Holly Haines, MD, Wake Forest University School of Medicine on Bisphenol A
  • Started with alarmist news clips about BPA.
  • Rachel Carson's Silent Spring demonstrated that very low doses of chemicals in the environment can have profound effects in certain combinations and at certain vulnerable periods of development.
  • Studies in the Great Lakes in 1988 demonstrated endocrine disruptions in the offspring of certain birds exposed t environmental chemicals. Coined the term "endocrine disruptor."
  • BPA is an estrogen agonist that helps make polycarbonate plastic. Terribly useful: clear, shatter resistant, heat-resistant.
  • Also critical for epoxy resins that line food cans, bottle tops, and water pipes. Great for preventing corrosion, very flexible.
  • 7 billion pounds of BPA are produced worldwide, one of the most widely used commercial chemicals today.
  • BPA can be found in food, water, dust, air.
  • The chemical bonds are unstable, releasing BPA into fluids. More rapid release with heat, washing, acidic or basic fluids.

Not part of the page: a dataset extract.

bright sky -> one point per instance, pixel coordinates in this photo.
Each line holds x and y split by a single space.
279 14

  • BPA is hydrophobic, so dissolves better in milk than in water.
  • Leaching rate increases 55-fold with boiling water, continues to leach after exposure to heat at an increased rate.
  • Highest leaching rates are in the very foods we're most likely to feed toddlers.
  • 93% of NHANES participants had BPA in their urine. Highest levels are in children.
  • So how much exposure is too much? EPA based threshold on animal experiments. That reference dose is 50 micrograms per kg per day. Safety dose has not been updated since the 1980's, and the true safe dose has never been defined.
  • Toxic Substances Control Act passed in 1976 declared that all existing chemicals at the time were safe. The EPA would have to prove the chemicals do harm in order to regulate them.
  • Levels of 2 to 20 mcg/kg/day cause reproductive abnormalities in mice in a 1997 study.
  • With endocrine receptors you cannot presume a linear dose-response curve to any given chemical. There may be a threshold or even a "U" shaped curve. No one knows what that curve looks like for BPA.
  • 2002 EPA announced it would not include low dose considerations in testing and screening protocols for endocrine disruptors.
  • 81% of studies on low-level BPA exposure have demonstrated significant effects.
  • Human studies published 9/2008 in JAMA. Mean BPA level correlated with DM and CAD. Causality could no be determined.
  • FDA now admits significant concern about the effects of low-dose BPA on humans. FDA subcommittee in October, 2008 determined current levels defined as adequate are not.
  • American Chemistry Council contends no risk to human health, "...making our lives safer, healthier, and easier."
  • Retailers and manufacturers starting to withdraw BPA-based baby bottles and children's products.
  • What can we do? encourage nursing, use BPA-free bottles, avoid canned liquid formula especially, avoid #7 plastic bottles.
  • Not the same as phthalates, which make PVC products more flexible. They are also endocrine disruptors in utero in early development. May be associated with rhinitis, eczema, asthma.